Overview
P-Methoxybenzoic acid, also known as 4-anisic acid and anisic acid, is colorless needle-shaped crystals at room temperature. It is soluble in ethanol, ether, and chloroform, slightly soluble in hot water, and insoluble in cold water. It is an important pharmaceutical intermediate and can also be used in flavors and preservatives. Therefore, it has relatively good market prospects. However, p-methoxybenzoic acid is generally produced using intermittent kettle reactions in the traditional production process, which has a series of disadvantages such as cumbersome operations, low production efficiency, low raw material utilization, and large amounts of three wastes. As the national environmental protection situation becomes increasingly severe, the elimination of backward production capacity has become an inevitable trend, and the production model of paramethoxybenzoic acid also needs to be improved urgently.
1 Synthesis principles and methods
There are two main methods for synthesizing p-methoxybenzoic acid. One is to use p-cresol as raw material. p-cresol first reacts with dimethyl sulfate to p-methyl anisole, and then uses a strong oxidizing agent to The methyl group is oxidized to a carboxyl group to obtain the product p-methoxybenzoic acid. The operation of this method is relatively cumbersome and post-processing is difficult. Another method is to methylate p-hydroxybenzoic acid with dimethyl sulfate under alkaline conditions, and then acidify it with sulfuric acid to obtain the product p-methoxybenzoic acid.

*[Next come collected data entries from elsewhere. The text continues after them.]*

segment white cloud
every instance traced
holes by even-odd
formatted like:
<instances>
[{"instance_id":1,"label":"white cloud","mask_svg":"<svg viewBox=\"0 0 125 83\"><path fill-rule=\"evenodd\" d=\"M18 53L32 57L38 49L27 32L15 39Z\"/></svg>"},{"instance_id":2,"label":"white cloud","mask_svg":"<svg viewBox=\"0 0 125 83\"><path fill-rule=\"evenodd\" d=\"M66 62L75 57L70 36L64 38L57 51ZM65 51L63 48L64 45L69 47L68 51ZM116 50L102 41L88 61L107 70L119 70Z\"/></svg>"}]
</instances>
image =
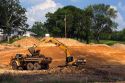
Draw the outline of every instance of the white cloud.
<instances>
[{"instance_id":1,"label":"white cloud","mask_svg":"<svg viewBox=\"0 0 125 83\"><path fill-rule=\"evenodd\" d=\"M125 28L125 20L123 19L123 16L120 14L120 12L118 12L115 22L117 22L119 25L118 30L122 30L123 28Z\"/></svg>"},{"instance_id":2,"label":"white cloud","mask_svg":"<svg viewBox=\"0 0 125 83\"><path fill-rule=\"evenodd\" d=\"M117 17L114 19L114 21L118 23L118 30L122 30L125 28L125 20L122 14L118 11L116 6L111 6L111 8L114 8L117 11Z\"/></svg>"},{"instance_id":3,"label":"white cloud","mask_svg":"<svg viewBox=\"0 0 125 83\"><path fill-rule=\"evenodd\" d=\"M54 0L44 0L44 2L27 9L27 22L31 26L35 21L45 22L45 14L48 12L53 13L60 7L62 7L62 5L60 3L56 3Z\"/></svg>"},{"instance_id":4,"label":"white cloud","mask_svg":"<svg viewBox=\"0 0 125 83\"><path fill-rule=\"evenodd\" d=\"M114 10L117 11L117 7L116 6L111 5L110 8L113 8Z\"/></svg>"}]
</instances>

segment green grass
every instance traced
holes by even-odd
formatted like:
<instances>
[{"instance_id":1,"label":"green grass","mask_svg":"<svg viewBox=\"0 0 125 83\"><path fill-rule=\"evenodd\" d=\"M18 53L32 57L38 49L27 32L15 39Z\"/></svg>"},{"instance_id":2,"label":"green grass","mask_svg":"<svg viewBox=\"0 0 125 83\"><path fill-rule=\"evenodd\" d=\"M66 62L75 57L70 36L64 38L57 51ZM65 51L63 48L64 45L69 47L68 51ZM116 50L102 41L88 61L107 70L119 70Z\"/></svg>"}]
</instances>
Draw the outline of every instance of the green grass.
<instances>
[{"instance_id":1,"label":"green grass","mask_svg":"<svg viewBox=\"0 0 125 83\"><path fill-rule=\"evenodd\" d=\"M21 83L11 74L0 74L0 83Z\"/></svg>"},{"instance_id":2,"label":"green grass","mask_svg":"<svg viewBox=\"0 0 125 83\"><path fill-rule=\"evenodd\" d=\"M15 41L17 41L17 40L20 40L20 39L23 39L23 38L25 38L24 36L22 36L22 37L15 37L15 38L10 38L10 42L9 42L9 44L11 44L11 43L13 43L13 42L15 42ZM7 40L3 40L3 41L1 41L0 43L8 43L8 41Z\"/></svg>"},{"instance_id":3,"label":"green grass","mask_svg":"<svg viewBox=\"0 0 125 83\"><path fill-rule=\"evenodd\" d=\"M97 43L97 42L92 40L91 43ZM100 40L100 44L114 45L116 43L125 44L124 41Z\"/></svg>"},{"instance_id":4,"label":"green grass","mask_svg":"<svg viewBox=\"0 0 125 83\"><path fill-rule=\"evenodd\" d=\"M125 42L123 42L123 41L113 41L113 40L100 40L100 43L107 44L107 45L113 45L113 44L116 44L116 43L125 44Z\"/></svg>"},{"instance_id":5,"label":"green grass","mask_svg":"<svg viewBox=\"0 0 125 83\"><path fill-rule=\"evenodd\" d=\"M77 40L76 38L74 38L75 40ZM80 41L80 40L78 40ZM80 41L82 43L86 43L86 41ZM97 41L95 40L90 40L90 43L95 43L98 44ZM121 44L125 44L125 41L114 41L114 40L100 40L99 44L107 44L107 45L114 45L116 43L121 43Z\"/></svg>"}]
</instances>

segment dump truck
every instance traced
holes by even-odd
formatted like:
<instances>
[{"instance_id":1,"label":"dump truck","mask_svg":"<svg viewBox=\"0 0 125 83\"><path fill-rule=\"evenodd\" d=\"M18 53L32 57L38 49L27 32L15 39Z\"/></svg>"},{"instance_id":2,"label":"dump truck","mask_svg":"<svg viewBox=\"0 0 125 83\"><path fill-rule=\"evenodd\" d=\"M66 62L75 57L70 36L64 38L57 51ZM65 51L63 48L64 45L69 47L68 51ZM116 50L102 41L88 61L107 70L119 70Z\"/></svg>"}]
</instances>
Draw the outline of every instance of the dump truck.
<instances>
[{"instance_id":1,"label":"dump truck","mask_svg":"<svg viewBox=\"0 0 125 83\"><path fill-rule=\"evenodd\" d=\"M10 65L13 70L41 70L49 69L49 64L52 62L51 57L45 57L40 54L40 50L35 50L35 47L30 47L30 54L16 54L10 60Z\"/></svg>"}]
</instances>

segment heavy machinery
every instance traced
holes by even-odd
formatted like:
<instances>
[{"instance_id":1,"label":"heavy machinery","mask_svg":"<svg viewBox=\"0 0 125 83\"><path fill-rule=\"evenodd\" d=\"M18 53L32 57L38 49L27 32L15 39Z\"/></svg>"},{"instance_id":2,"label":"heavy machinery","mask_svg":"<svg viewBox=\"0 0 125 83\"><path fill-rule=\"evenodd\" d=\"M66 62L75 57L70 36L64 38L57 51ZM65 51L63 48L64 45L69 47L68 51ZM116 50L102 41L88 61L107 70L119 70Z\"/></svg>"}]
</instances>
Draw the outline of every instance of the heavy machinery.
<instances>
[{"instance_id":1,"label":"heavy machinery","mask_svg":"<svg viewBox=\"0 0 125 83\"><path fill-rule=\"evenodd\" d=\"M61 48L65 54L65 65L60 65L59 67L66 67L66 66L84 66L86 60L83 57L74 58L69 51L69 48L58 41L53 37L43 38L41 42L45 43L53 43L59 48ZM14 70L40 70L40 69L48 69L49 64L52 62L51 57L45 57L44 55L40 54L40 50L35 50L35 47L30 47L28 50L31 53L30 55L24 56L23 54L16 54L15 57L12 57L10 64L12 69Z\"/></svg>"},{"instance_id":2,"label":"heavy machinery","mask_svg":"<svg viewBox=\"0 0 125 83\"><path fill-rule=\"evenodd\" d=\"M10 65L13 70L40 70L48 69L49 64L52 62L51 57L45 57L40 54L40 50L35 50L35 47L30 47L29 52L24 56L23 54L16 54L11 58Z\"/></svg>"},{"instance_id":3,"label":"heavy machinery","mask_svg":"<svg viewBox=\"0 0 125 83\"><path fill-rule=\"evenodd\" d=\"M53 38L53 37L45 37L41 40L41 42L45 42L45 43L53 43L55 44L56 46L58 46L59 48L61 48L65 54L66 54L66 61L65 61L65 65L63 65L64 67L65 66L84 66L85 63L86 63L86 60L81 57L81 56L78 56L76 59L70 54L70 51L68 49L68 47L61 43L60 41L58 41L57 39Z\"/></svg>"}]
</instances>

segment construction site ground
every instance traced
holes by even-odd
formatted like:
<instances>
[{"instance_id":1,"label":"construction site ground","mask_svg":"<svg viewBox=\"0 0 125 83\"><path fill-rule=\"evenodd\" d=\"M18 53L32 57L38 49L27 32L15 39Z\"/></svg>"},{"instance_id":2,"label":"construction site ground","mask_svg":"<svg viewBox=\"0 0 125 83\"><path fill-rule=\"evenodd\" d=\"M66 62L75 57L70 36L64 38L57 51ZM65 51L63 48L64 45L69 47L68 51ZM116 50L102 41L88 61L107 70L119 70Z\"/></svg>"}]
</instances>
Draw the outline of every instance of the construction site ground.
<instances>
[{"instance_id":1,"label":"construction site ground","mask_svg":"<svg viewBox=\"0 0 125 83\"><path fill-rule=\"evenodd\" d=\"M75 67L58 68L65 63L65 53L53 44L40 42L40 38L23 38L10 45L0 45L0 77L12 76L21 79L21 83L28 81L65 80L82 82L121 82L125 81L125 45L115 44L83 44L73 39L57 38L66 44L71 54L76 58L82 56L87 60L82 69ZM16 71L12 70L9 62L15 54L29 54L28 47L36 44L37 49L45 56L52 57L49 70ZM1 79L0 78L0 79ZM76 82L77 83L77 82Z\"/></svg>"}]
</instances>

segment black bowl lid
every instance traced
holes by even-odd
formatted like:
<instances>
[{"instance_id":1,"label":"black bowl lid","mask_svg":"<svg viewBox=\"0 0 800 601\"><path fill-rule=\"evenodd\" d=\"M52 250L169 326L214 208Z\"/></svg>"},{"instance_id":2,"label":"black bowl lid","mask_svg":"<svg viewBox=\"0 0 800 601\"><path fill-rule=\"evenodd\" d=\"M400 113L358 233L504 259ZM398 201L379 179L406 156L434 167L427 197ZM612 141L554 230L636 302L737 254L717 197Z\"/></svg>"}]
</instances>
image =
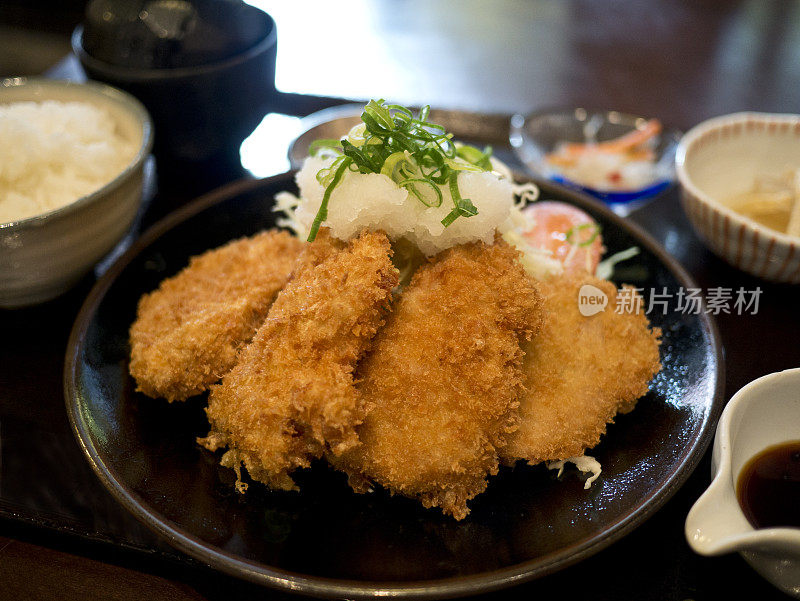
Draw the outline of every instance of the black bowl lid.
<instances>
[{"instance_id":1,"label":"black bowl lid","mask_svg":"<svg viewBox=\"0 0 800 601\"><path fill-rule=\"evenodd\" d=\"M272 27L269 15L241 0L91 0L82 44L118 67L174 69L236 56Z\"/></svg>"}]
</instances>

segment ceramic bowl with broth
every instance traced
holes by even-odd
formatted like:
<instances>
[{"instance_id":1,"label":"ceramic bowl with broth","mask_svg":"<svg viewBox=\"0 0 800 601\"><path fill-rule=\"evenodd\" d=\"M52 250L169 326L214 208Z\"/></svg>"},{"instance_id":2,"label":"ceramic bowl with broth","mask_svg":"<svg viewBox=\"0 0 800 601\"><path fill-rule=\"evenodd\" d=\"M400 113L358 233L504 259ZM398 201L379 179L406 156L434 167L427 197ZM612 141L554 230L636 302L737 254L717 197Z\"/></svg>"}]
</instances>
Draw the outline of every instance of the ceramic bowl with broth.
<instances>
[{"instance_id":1,"label":"ceramic bowl with broth","mask_svg":"<svg viewBox=\"0 0 800 601\"><path fill-rule=\"evenodd\" d=\"M800 169L800 115L736 113L704 121L681 139L675 162L683 209L714 253L757 277L800 283L800 236L735 210L765 179Z\"/></svg>"}]
</instances>

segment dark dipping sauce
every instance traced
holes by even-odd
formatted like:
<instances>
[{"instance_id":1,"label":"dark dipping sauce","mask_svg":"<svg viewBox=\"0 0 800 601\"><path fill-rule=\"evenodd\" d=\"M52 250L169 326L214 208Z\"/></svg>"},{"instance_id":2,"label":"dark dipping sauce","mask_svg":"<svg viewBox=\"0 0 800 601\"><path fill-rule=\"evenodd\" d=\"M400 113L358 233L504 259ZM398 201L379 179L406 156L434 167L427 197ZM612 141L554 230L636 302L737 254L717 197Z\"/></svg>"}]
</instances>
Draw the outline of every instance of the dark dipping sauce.
<instances>
[{"instance_id":1,"label":"dark dipping sauce","mask_svg":"<svg viewBox=\"0 0 800 601\"><path fill-rule=\"evenodd\" d=\"M750 459L739 474L736 497L755 528L800 528L800 440Z\"/></svg>"}]
</instances>

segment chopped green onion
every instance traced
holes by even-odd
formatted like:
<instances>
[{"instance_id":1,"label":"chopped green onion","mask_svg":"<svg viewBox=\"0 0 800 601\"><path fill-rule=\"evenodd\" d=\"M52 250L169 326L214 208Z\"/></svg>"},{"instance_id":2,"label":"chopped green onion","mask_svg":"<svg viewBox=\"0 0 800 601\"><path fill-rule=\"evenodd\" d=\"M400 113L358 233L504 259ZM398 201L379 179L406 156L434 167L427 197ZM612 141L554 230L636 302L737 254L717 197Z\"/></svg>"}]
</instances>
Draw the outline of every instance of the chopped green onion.
<instances>
[{"instance_id":1,"label":"chopped green onion","mask_svg":"<svg viewBox=\"0 0 800 601\"><path fill-rule=\"evenodd\" d=\"M402 169L403 165L408 162L406 151L401 150L400 152L392 153L386 157L386 160L383 162L381 173L394 179L395 170Z\"/></svg>"},{"instance_id":2,"label":"chopped green onion","mask_svg":"<svg viewBox=\"0 0 800 601\"><path fill-rule=\"evenodd\" d=\"M492 156L491 146L485 147L483 152L474 146L469 146L467 144L457 144L456 146L456 155L465 161L468 161L473 165L477 165L485 171L490 171L492 169L492 162L489 160L489 157Z\"/></svg>"},{"instance_id":3,"label":"chopped green onion","mask_svg":"<svg viewBox=\"0 0 800 601\"><path fill-rule=\"evenodd\" d=\"M364 132L366 129L367 126L364 123L359 123L353 129L347 132L347 141L353 146L363 146L364 142L366 141L364 138ZM339 146L338 140L336 140L336 146Z\"/></svg>"},{"instance_id":4,"label":"chopped green onion","mask_svg":"<svg viewBox=\"0 0 800 601\"><path fill-rule=\"evenodd\" d=\"M469 198L461 198L461 193L458 191L458 171L453 171L450 174L450 195L453 197L453 210L447 214L447 217L442 219L442 225L448 227L459 217L472 217L478 214L478 209L472 204Z\"/></svg>"},{"instance_id":5,"label":"chopped green onion","mask_svg":"<svg viewBox=\"0 0 800 601\"><path fill-rule=\"evenodd\" d=\"M490 171L492 149L483 151L453 142L444 127L428 121L430 107L414 117L404 106L383 99L370 100L364 107L359 125L341 140L318 140L311 144L312 156L321 150L337 156L330 167L317 173L325 187L322 204L314 218L309 241L314 240L328 215L328 201L347 169L358 173L381 173L408 190L422 204L439 207L441 186L448 185L453 210L442 219L447 227L459 217L477 215L478 209L468 198L461 198L458 188L460 171ZM432 191L432 192L431 192Z\"/></svg>"},{"instance_id":6,"label":"chopped green onion","mask_svg":"<svg viewBox=\"0 0 800 601\"><path fill-rule=\"evenodd\" d=\"M319 232L319 226L322 225L322 222L328 218L328 201L331 199L331 192L333 192L336 184L341 181L342 175L344 175L345 170L350 166L351 162L352 161L349 158L344 158L344 160L342 160L341 164L336 169L336 172L333 174L331 183L328 184L328 187L325 189L325 194L322 197L322 204L320 204L319 211L317 211L317 216L314 217L314 222L311 224L311 231L308 234L309 242L314 241L314 239L317 237L317 232Z\"/></svg>"},{"instance_id":7,"label":"chopped green onion","mask_svg":"<svg viewBox=\"0 0 800 601\"><path fill-rule=\"evenodd\" d=\"M339 165L342 164L345 158L346 157L343 156L337 157L336 160L331 163L330 167L317 171L317 181L327 188L333 181L333 176L336 173L336 170L339 168Z\"/></svg>"},{"instance_id":8,"label":"chopped green onion","mask_svg":"<svg viewBox=\"0 0 800 601\"><path fill-rule=\"evenodd\" d=\"M308 154L312 157L317 156L317 153L323 149L338 149L341 146L341 141L332 140L329 138L314 140L308 145Z\"/></svg>"},{"instance_id":9,"label":"chopped green onion","mask_svg":"<svg viewBox=\"0 0 800 601\"><path fill-rule=\"evenodd\" d=\"M582 241L578 241L578 233L589 228L592 229L592 233L590 234L590 236ZM590 246L592 242L594 242L597 239L597 236L599 235L600 235L599 225L597 225L596 223L582 223L580 225L571 227L567 230L567 242L569 244L578 246L580 248L585 248L587 246Z\"/></svg>"},{"instance_id":10,"label":"chopped green onion","mask_svg":"<svg viewBox=\"0 0 800 601\"><path fill-rule=\"evenodd\" d=\"M468 163L464 159L460 158L445 159L444 163L453 171L485 171L485 169L481 169L477 165Z\"/></svg>"},{"instance_id":11,"label":"chopped green onion","mask_svg":"<svg viewBox=\"0 0 800 601\"><path fill-rule=\"evenodd\" d=\"M433 190L433 196L434 196L433 200L431 200L430 196L426 196L425 194L417 190L416 184L420 184L422 186L428 186L431 190ZM442 206L442 191L439 189L439 186L437 186L429 179L423 179L419 177L409 178L407 180L399 182L397 185L411 192L414 196L417 197L417 200L419 200L426 207Z\"/></svg>"}]
</instances>

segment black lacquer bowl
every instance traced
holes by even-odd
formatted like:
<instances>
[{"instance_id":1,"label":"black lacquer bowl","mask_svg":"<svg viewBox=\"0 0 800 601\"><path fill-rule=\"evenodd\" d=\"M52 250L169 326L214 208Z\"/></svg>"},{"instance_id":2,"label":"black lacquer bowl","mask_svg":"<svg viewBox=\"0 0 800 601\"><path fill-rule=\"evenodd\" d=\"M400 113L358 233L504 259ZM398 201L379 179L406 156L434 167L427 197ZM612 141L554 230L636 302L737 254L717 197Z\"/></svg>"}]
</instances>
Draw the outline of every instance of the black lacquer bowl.
<instances>
[{"instance_id":1,"label":"black lacquer bowl","mask_svg":"<svg viewBox=\"0 0 800 601\"><path fill-rule=\"evenodd\" d=\"M609 253L642 253L619 281L661 292L693 286L647 234L599 203L549 184L543 197L591 213ZM301 492L253 485L234 491L231 470L200 448L205 398L168 404L134 392L128 328L139 297L190 256L274 224L276 192L291 174L231 184L145 233L97 283L81 310L65 367L67 409L100 479L175 547L224 572L310 595L441 598L530 580L573 564L652 515L686 480L722 408L722 353L705 315L651 315L664 331L663 371L632 413L592 451L603 466L590 490L567 472L502 469L461 522L385 491L356 495L320 463Z\"/></svg>"}]
</instances>

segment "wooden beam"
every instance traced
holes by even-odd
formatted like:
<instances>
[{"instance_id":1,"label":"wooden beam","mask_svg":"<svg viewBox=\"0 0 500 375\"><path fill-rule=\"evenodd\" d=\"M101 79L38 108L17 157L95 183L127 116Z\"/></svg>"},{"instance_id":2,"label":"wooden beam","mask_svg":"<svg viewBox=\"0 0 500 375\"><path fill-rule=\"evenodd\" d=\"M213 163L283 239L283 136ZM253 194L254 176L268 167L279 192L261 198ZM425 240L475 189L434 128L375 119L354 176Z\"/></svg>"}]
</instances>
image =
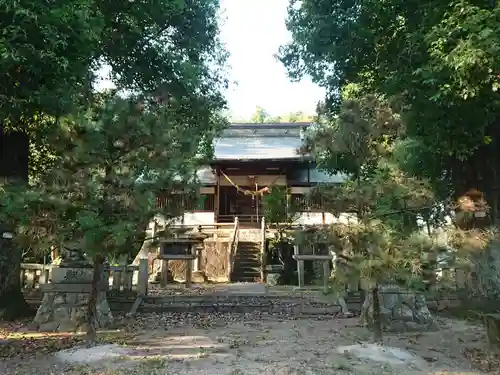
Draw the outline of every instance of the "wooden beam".
<instances>
[{"instance_id":1,"label":"wooden beam","mask_svg":"<svg viewBox=\"0 0 500 375\"><path fill-rule=\"evenodd\" d=\"M220 169L219 167L215 167L215 177L217 179L215 186L215 201L214 201L214 221L217 223L219 221L220 214Z\"/></svg>"}]
</instances>

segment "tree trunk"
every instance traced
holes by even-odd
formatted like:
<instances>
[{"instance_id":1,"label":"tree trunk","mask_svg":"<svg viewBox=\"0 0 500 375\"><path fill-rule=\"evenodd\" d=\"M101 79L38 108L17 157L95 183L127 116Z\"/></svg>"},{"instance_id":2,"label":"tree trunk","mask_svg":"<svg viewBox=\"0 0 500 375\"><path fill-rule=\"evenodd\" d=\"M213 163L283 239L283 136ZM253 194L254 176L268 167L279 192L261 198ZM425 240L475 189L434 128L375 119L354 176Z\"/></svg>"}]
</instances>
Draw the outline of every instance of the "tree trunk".
<instances>
[{"instance_id":1,"label":"tree trunk","mask_svg":"<svg viewBox=\"0 0 500 375\"><path fill-rule=\"evenodd\" d=\"M373 338L375 342L382 343L382 321L380 320L380 299L378 284L372 289L373 296Z\"/></svg>"},{"instance_id":2,"label":"tree trunk","mask_svg":"<svg viewBox=\"0 0 500 375\"><path fill-rule=\"evenodd\" d=\"M2 238L0 229L0 320L14 320L33 315L21 291L21 250L10 239Z\"/></svg>"},{"instance_id":3,"label":"tree trunk","mask_svg":"<svg viewBox=\"0 0 500 375\"><path fill-rule=\"evenodd\" d=\"M94 272L92 276L92 291L90 293L89 304L87 307L87 340L89 343L95 343L96 341L96 330L97 330L97 297L99 295L99 288L101 287L104 257L101 255L95 255L94 261Z\"/></svg>"}]
</instances>

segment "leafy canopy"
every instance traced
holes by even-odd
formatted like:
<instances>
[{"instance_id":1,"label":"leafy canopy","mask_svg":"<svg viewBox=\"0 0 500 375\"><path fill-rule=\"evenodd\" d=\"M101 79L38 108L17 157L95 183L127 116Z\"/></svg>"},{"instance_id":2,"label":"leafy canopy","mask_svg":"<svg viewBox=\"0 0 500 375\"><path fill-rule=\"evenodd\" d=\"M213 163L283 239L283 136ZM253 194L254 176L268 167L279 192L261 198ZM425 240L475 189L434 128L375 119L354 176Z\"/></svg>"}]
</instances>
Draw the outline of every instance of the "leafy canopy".
<instances>
[{"instance_id":1,"label":"leafy canopy","mask_svg":"<svg viewBox=\"0 0 500 375\"><path fill-rule=\"evenodd\" d=\"M292 0L292 41L279 57L291 77L310 75L327 89L327 112L338 113L350 83L397 98L414 146L401 155L411 172L493 200L498 181L484 176L500 160L499 17L489 0Z\"/></svg>"},{"instance_id":2,"label":"leafy canopy","mask_svg":"<svg viewBox=\"0 0 500 375\"><path fill-rule=\"evenodd\" d=\"M21 239L42 248L65 242L90 254L137 248L152 217L172 218L182 209L157 207L157 194L197 187L199 145L212 129L188 127L176 111L110 94L61 119L49 135L52 164L29 191L4 188L2 219L20 224Z\"/></svg>"}]
</instances>

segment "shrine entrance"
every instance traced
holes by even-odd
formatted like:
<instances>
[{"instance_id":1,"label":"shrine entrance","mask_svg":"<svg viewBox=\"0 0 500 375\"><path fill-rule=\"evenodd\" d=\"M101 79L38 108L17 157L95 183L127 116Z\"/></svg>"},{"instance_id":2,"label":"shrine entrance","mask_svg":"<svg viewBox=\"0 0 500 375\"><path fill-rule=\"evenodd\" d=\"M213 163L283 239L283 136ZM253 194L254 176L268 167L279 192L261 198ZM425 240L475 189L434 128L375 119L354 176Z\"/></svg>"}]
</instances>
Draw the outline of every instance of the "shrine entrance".
<instances>
[{"instance_id":1,"label":"shrine entrance","mask_svg":"<svg viewBox=\"0 0 500 375\"><path fill-rule=\"evenodd\" d=\"M255 187L253 187L255 190ZM243 191L251 191L251 186L241 187ZM218 222L232 222L238 217L241 224L260 225L262 217L262 197L245 194L234 186L221 186L219 195Z\"/></svg>"},{"instance_id":2,"label":"shrine entrance","mask_svg":"<svg viewBox=\"0 0 500 375\"><path fill-rule=\"evenodd\" d=\"M260 228L263 197L270 187L286 186L286 173L272 163L245 166L241 164L216 168L215 220L231 223L237 217L241 225Z\"/></svg>"}]
</instances>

2 Research on the synthesis of p-methoxybenzoic acid in microchannel reactor
The synthesis of p-methoxybenzoic acid in a microchannel reactor uses a method using p-hydroxybenzoic acid as raw material. First, dissolve p-hydroxybenzoic acid into 30% alkali solution as one feed, and dimethyl sulfate as another feed. Convert the molar ratio of the materials into the volume ratio of the materials and then use an advection piston pump according to the Different flow ratios are introduced into the micro-channel reactor made of 316L stainless steel. During the reaction process, a hot and cold integrated machine is used for efficient heating to maintain a constant temperature in the reactor. The sodium salt of the product p-methoxybenzoic acid is obtained, and then acidified and precipitated with concentrated sulfuric acid to obtain the finished product.
During the experiment, according to the reaction effect, the reaction material ratio, reaction temperature, and reaction residence time were adjusted in time to find the best reaction conditions.
3 Result analysis and discussion
3.1 Effect of reaction temperature on the synthesis of p-methoxybenzoic acid
The reaction ratio of the fixed materials is p-hydroxybenzoic acid: sodium hydroxide: dimethyl sulfate, which is 1:3.5:1.1. The residence time of the reaction is 60s. The effect of reaction temperature on the synthesis of p-methoxybenzoic acid is shown in the figure below.
It can be seen from the figure that as the temperature increases, the yield of p-methoxybenzoic acid continues to increase. When the temperature reaches about 50°C, the yield reaches the maximum value. As the temperature increases, The raw materials are decomposed and the product impurities increase. Therefore, the optimal reaction temperature for this reaction in the microchannel reactor is basically calibrated to be about 50°C.
4 Summary
This article introduces the production process of synthesizing p-methoxybenzoic acid using a microchannel reactor independently developed and produced by Halma Chemical. Compared with the traditional kettle reaction, the yield of p-methoxybenzoic acid has increased from 93% to 93%. % has increased to more than 97%, and the optimal ingredient ratio of parahydroxybenzoic acid and dimethyl sulfate has dropped from about 1:1.2 to about 1:1.09. The reaction time has been shortened from the original 3-4 hours to the current 60 seconds. It is a very big improvement for the production process of p-methoxybenzoic acid.
References:
[1] Pennemann H, Watts P, Haswell S J, et al. Benchmarking of micro-reactor applications[ J]. OrgPro Res&Dev,2004,8:422 -439.
[2] P. Watts, S.J. Haswell, The application of micro reactors to organic synthesis. Chem. Commun., 391-8, 2001, issue 5.10644.
[3] P. Watts, S.J. Haswell, The application of micro reactors for organic synthesis. Chem. Soc. Rev., 34(3): 235-46, 2005.